Cibenzoline Has an Inhibitory Effect on Vasorelaxation Mediated by Adenosine Triphosphate-Sensitive K+ Channels in the Rat Carotid Artery

Abstract

Studies in cardiac myocytes have shown that cibenzoline reduces adenosine triphosphate (ATP)-sensitive K+ currents, suggesting that this class Ia antiarrhythmic drug may modify the activity of ATP-sensitive K+ channels in these preparations. The effects of class Ia antiarrhythmic drugs on vasodilation mediated by ion channels have not been studied.
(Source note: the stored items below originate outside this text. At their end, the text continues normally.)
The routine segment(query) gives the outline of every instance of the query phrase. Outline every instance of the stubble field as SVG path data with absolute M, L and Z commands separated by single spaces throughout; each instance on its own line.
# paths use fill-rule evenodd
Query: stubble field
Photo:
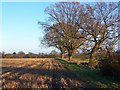
M 82 88 L 73 72 L 52 58 L 2 59 L 3 88 Z

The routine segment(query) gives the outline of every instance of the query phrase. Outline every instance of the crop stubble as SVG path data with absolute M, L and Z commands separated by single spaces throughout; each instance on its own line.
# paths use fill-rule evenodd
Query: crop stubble
M 52 58 L 2 60 L 3 88 L 81 88 L 74 73 Z

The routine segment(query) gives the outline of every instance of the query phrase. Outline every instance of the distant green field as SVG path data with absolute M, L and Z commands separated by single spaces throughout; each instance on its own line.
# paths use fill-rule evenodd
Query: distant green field
M 82 80 L 95 84 L 100 88 L 120 88 L 120 82 L 110 77 L 103 76 L 99 70 L 91 69 L 87 66 L 77 65 L 70 62 L 59 60 L 66 68 L 75 72 Z M 76 59 L 77 60 L 77 59 Z M 79 59 L 78 59 L 79 60 Z
M 80 61 L 80 62 L 89 62 L 89 59 L 82 60 L 81 58 L 73 58 L 73 60 L 77 60 L 77 61 Z

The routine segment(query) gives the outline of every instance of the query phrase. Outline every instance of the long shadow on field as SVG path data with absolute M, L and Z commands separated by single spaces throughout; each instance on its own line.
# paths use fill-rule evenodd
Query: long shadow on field
M 11 69 L 16 70 L 15 67 L 12 67 L 12 68 L 11 67 L 2 67 L 3 71 L 4 71 L 4 69 L 5 70 L 7 70 L 7 69 L 8 70 L 11 70 Z M 37 75 L 37 76 L 48 76 L 48 77 L 52 77 L 52 82 L 47 83 L 47 80 L 46 80 L 46 84 L 52 88 L 62 87 L 62 85 L 60 83 L 61 77 L 64 78 L 64 80 L 66 80 L 68 78 L 70 78 L 72 80 L 79 80 L 79 78 L 76 76 L 76 74 L 69 72 L 68 70 L 62 70 L 62 69 L 61 70 L 54 70 L 54 69 L 52 70 L 52 69 L 42 69 L 42 68 L 36 69 L 36 68 L 20 67 L 19 69 L 17 69 L 17 72 L 15 72 L 15 73 L 18 73 L 18 74 L 17 74 L 17 76 L 14 76 L 13 78 L 8 77 L 9 75 L 6 77 L 3 77 L 3 78 L 8 81 L 20 82 L 22 84 L 23 82 L 25 82 L 25 83 L 31 82 L 29 80 L 20 79 L 20 77 L 24 74 L 32 74 L 32 75 Z M 28 76 L 28 78 L 29 78 L 29 76 Z M 34 82 L 36 82 L 36 80 L 34 80 Z M 73 85 L 74 85 L 74 83 L 73 83 Z M 71 85 L 71 86 L 73 86 L 73 85 Z M 83 85 L 80 85 L 80 87 L 86 87 L 86 85 L 83 84 Z
M 14 67 L 2 67 L 2 71 L 4 72 L 4 69 L 13 69 Z M 49 77 L 64 77 L 64 78 L 71 78 L 71 79 L 78 79 L 76 78 L 74 73 L 68 72 L 67 70 L 50 70 L 50 69 L 35 69 L 35 68 L 19 68 L 17 70 L 18 76 L 21 76 L 23 74 L 36 74 L 36 75 L 42 75 L 42 76 L 49 76 Z

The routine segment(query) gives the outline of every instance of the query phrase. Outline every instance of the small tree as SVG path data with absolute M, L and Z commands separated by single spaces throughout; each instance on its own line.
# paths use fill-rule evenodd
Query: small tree
M 5 52 L 2 52 L 2 58 L 4 58 L 5 57 Z
M 17 58 L 16 52 L 13 52 L 13 58 Z
M 17 56 L 19 58 L 24 58 L 25 57 L 25 53 L 23 51 L 20 51 L 20 52 L 18 52 Z
M 2 58 L 2 53 L 0 52 L 0 58 Z
M 55 51 L 55 50 L 52 50 L 52 51 L 50 52 L 50 55 L 51 55 L 52 57 L 56 57 L 56 56 L 58 55 L 58 52 Z

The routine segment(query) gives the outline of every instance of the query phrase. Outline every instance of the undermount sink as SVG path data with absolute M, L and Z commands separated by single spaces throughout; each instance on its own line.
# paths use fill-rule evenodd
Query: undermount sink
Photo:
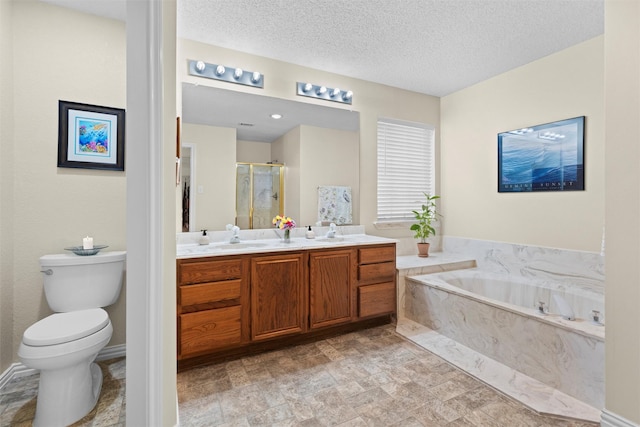
M 344 242 L 345 238 L 342 236 L 336 236 L 336 237 L 316 237 L 316 241 L 317 242 Z
M 267 246 L 266 243 L 223 243 L 216 245 L 222 250 L 234 250 L 234 249 L 250 249 L 250 248 L 262 248 Z

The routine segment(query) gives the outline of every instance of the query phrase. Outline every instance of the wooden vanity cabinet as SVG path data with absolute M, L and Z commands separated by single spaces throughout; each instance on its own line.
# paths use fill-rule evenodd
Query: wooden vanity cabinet
M 247 259 L 179 260 L 176 273 L 178 360 L 249 340 Z
M 356 251 L 327 250 L 309 254 L 309 327 L 351 322 Z
M 358 248 L 358 317 L 396 311 L 396 246 Z
M 265 340 L 307 330 L 305 254 L 251 258 L 251 339 Z
M 177 260 L 178 369 L 387 323 L 395 244 Z

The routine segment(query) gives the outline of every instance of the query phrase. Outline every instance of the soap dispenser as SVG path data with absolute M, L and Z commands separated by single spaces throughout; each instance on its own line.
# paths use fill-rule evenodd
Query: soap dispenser
M 305 237 L 307 239 L 315 239 L 316 238 L 316 233 L 313 232 L 313 230 L 311 229 L 311 226 L 309 226 L 309 229 L 305 233 Z
M 202 236 L 200 236 L 200 240 L 198 240 L 198 243 L 200 243 L 201 245 L 209 244 L 209 236 L 207 236 L 207 230 L 202 230 Z

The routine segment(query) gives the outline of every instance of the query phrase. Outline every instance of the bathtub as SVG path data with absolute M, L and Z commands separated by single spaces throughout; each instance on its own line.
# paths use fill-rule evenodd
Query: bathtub
M 457 270 L 406 278 L 405 316 L 596 409 L 604 407 L 603 289 Z M 573 309 L 558 312 L 553 295 Z M 544 302 L 545 313 L 538 309 Z

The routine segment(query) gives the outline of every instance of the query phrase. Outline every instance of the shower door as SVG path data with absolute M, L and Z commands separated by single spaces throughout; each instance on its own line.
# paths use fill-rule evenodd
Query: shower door
M 271 228 L 284 208 L 284 166 L 236 164 L 236 225 L 242 229 Z

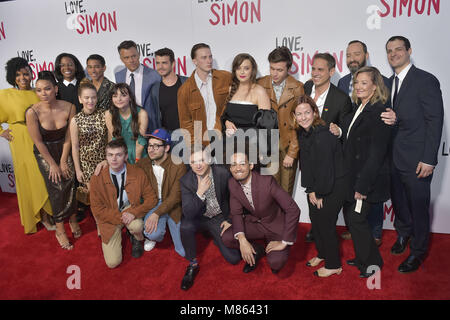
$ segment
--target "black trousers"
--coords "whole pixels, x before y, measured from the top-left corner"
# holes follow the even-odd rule
[[[355,211],[356,200],[345,201],[343,212],[347,216],[348,229],[352,235],[353,247],[355,249],[356,264],[360,271],[368,271],[367,268],[376,265],[383,266],[378,246],[370,231],[367,215],[370,212],[371,204],[363,200],[361,212]]]
[[[231,264],[237,264],[241,261],[241,254],[239,250],[227,248],[220,236],[222,232],[220,224],[225,221],[222,214],[219,214],[213,218],[207,218],[202,216],[198,220],[181,219],[180,233],[181,242],[183,243],[184,251],[186,252],[186,259],[189,261],[194,260],[197,257],[197,241],[195,234],[197,232],[208,231],[214,244],[219,247],[222,256]],[[230,228],[231,229],[231,228]]]
[[[411,255],[424,259],[430,236],[430,186],[433,175],[418,179],[415,172],[391,174],[394,227],[401,237],[411,237]]]
[[[312,224],[317,257],[325,259],[325,268],[338,269],[342,266],[339,254],[339,239],[336,222],[345,201],[344,178],[336,179],[333,191],[323,198],[323,207],[317,209],[308,197],[309,218]]]

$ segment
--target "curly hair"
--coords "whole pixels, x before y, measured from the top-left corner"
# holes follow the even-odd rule
[[[112,125],[114,127],[113,137],[119,138],[122,136],[122,124],[120,123],[119,109],[114,105],[112,98],[115,94],[127,94],[130,97],[130,111],[131,111],[131,131],[133,133],[133,140],[137,140],[139,136],[139,118],[138,109],[134,94],[131,93],[130,87],[126,83],[116,83],[109,92],[109,105],[112,116]]]
[[[230,93],[228,93],[227,99],[225,100],[225,103],[230,102],[231,98],[233,98],[236,91],[239,89],[240,81],[238,77],[236,76],[236,70],[239,68],[239,66],[245,61],[249,60],[252,65],[252,74],[250,75],[250,82],[256,83],[256,75],[258,73],[258,65],[256,64],[255,59],[249,55],[248,53],[240,53],[233,59],[232,67],[231,67],[231,87],[230,87]]]
[[[80,82],[85,77],[84,74],[84,68],[81,65],[80,61],[75,57],[73,54],[70,53],[61,53],[59,54],[55,59],[55,77],[58,80],[58,82],[61,82],[64,80],[64,76],[61,73],[61,67],[59,66],[61,64],[62,58],[70,58],[72,59],[73,63],[75,64],[75,79],[77,79],[77,82]]]
[[[5,70],[6,70],[6,81],[13,87],[17,87],[16,83],[16,73],[20,69],[23,68],[30,68],[30,65],[28,64],[28,61],[24,58],[20,57],[14,57],[12,59],[9,59],[8,62],[6,62]],[[31,72],[31,68],[30,68]]]

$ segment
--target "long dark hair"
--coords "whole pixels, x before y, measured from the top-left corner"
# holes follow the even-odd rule
[[[234,96],[234,94],[236,93],[237,89],[239,89],[239,84],[241,83],[238,79],[238,77],[236,77],[236,70],[239,68],[239,66],[245,61],[248,60],[250,61],[251,65],[252,65],[252,74],[250,76],[250,82],[251,83],[256,83],[256,74],[258,73],[258,65],[256,64],[255,59],[249,55],[248,53],[240,53],[238,54],[236,57],[234,57],[233,59],[233,64],[231,67],[231,88],[230,88],[230,93],[227,96],[227,99],[225,101],[225,103],[230,102],[231,98]]]
[[[61,64],[61,59],[64,57],[72,59],[75,64],[75,79],[77,79],[77,82],[83,80],[86,75],[84,74],[84,69],[80,61],[73,54],[64,52],[59,54],[55,59],[55,77],[58,82],[64,81],[64,76],[62,75],[61,67],[59,66]]]
[[[131,111],[131,131],[133,133],[133,140],[137,140],[139,136],[139,118],[136,100],[134,94],[131,93],[130,87],[126,83],[116,83],[109,92],[109,110],[112,115],[113,137],[119,138],[122,136],[122,124],[120,123],[119,109],[114,105],[112,98],[118,91],[120,93],[128,94],[130,97],[130,111]]]

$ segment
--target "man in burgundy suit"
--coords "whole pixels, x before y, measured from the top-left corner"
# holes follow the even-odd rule
[[[272,272],[278,273],[296,240],[300,209],[272,176],[252,169],[244,152],[231,156],[233,177],[228,188],[232,228],[223,233],[222,240],[227,247],[240,249],[245,273],[253,271],[264,254]],[[258,239],[265,240],[265,249],[255,242]]]

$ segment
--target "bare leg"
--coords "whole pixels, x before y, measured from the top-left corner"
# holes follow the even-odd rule
[[[66,229],[64,228],[64,222],[56,222],[56,240],[64,250],[72,250],[73,245],[67,238]]]

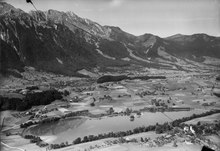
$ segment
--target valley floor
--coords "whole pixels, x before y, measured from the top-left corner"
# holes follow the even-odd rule
[[[136,71],[144,75],[144,71]],[[67,90],[69,95],[62,100],[56,100],[49,105],[33,106],[31,109],[18,111],[2,111],[1,123],[1,149],[5,151],[25,150],[44,151],[46,147],[38,147],[30,143],[29,139],[22,136],[26,134],[39,136],[48,144],[60,144],[72,142],[77,138],[98,135],[106,132],[133,130],[142,125],[155,125],[171,122],[174,119],[189,117],[193,114],[201,114],[213,109],[220,109],[220,100],[213,92],[220,90],[220,82],[215,80],[216,73],[184,72],[169,70],[150,70],[148,74],[164,75],[166,79],[157,80],[123,80],[97,84],[95,78],[73,78],[37,71],[23,73],[24,78],[9,77],[4,80],[0,95],[23,97],[26,87],[36,85],[41,91],[48,88],[56,88],[59,91]],[[100,73],[101,74],[101,73]],[[110,73],[117,75],[116,71]],[[161,113],[159,108],[186,108],[189,111]],[[112,111],[111,111],[112,110]],[[129,111],[130,110],[130,111]],[[150,111],[156,110],[156,112]],[[33,125],[28,129],[20,128],[20,124],[30,119],[38,121],[50,117],[63,117],[68,113],[87,111],[85,114],[74,118],[66,118],[56,123]],[[42,113],[41,113],[42,112]],[[128,112],[130,112],[128,114]],[[140,114],[139,114],[140,113]],[[148,116],[151,115],[151,116]],[[134,116],[134,121],[130,117]],[[186,121],[186,124],[196,125],[212,124],[219,122],[219,113]],[[3,122],[4,121],[4,122]],[[118,125],[117,125],[118,124]],[[114,126],[115,125],[115,126]],[[8,136],[9,135],[9,136]],[[206,135],[201,142],[207,144],[210,140],[218,145],[219,132],[216,135]],[[161,137],[169,137],[167,143],[158,146],[154,140]],[[191,151],[201,150],[202,144],[191,142],[187,135],[172,135],[169,132],[156,134],[154,131],[133,134],[123,137],[126,140],[137,142],[120,142],[119,138],[107,138],[77,145],[71,145],[56,149],[57,151],[141,151],[150,149],[153,151]],[[141,138],[149,138],[150,141],[142,142]],[[198,138],[200,139],[200,138]],[[175,144],[174,144],[175,142]],[[220,143],[219,143],[220,144]],[[220,149],[220,146],[216,146]]]

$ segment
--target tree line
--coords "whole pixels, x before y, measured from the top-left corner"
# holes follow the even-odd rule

Therefore, we designed this study to examine whether cibenzoline may produce changes in vasorelaxation in response to a selective ATP-sensitive K+ channel opener, levcromakalim, in the isolated rat carotid artery. Rings of rat carotid arteries without endothelium were suspended for isometric force recording. Concentration-response curves were obtained in a cumulative fashion. During submaximal contraction to phenylephrine (3 × 10−7 M), vasorelaxation in response to levcromakalim (10−8 to 10−5 M) or 1-hydroxy-2-oxo-3-(N-methyl-3-aminopropyl)-3-methyl-1-triazene (NOC-7; 10−10 to 10−5 M) was obtained. During contraction to phenylephrine, levcromakalim induced concentration-dependent vasorelaxation. A selective ATP-sensitive K+ channel antagonist, glibenclamide (5 × 10−6 M), completely abolished vasorelaxation in response to levcromakalim, whereas a selective Ca2+-dependent K+ channel antagonist, iberiotoxin (5 × 10−8 M), did not affect the relaxation. Cibenzoline (10−6 to 10−5 M) significantly reduced vasorelaxation to levcromakalim in a concentration-dependent fashion. In contrast, cibenzoline (10−5 M) did not alter vasorelaxation to a nitric oxide donor, NOC-7. These results suggest that from the clinically relevant concentrations, a novel class Ia antiarrhythmic drug, cibenzoline, impairs carotid vasodilation mediated by ATP-sensitive K+ channels.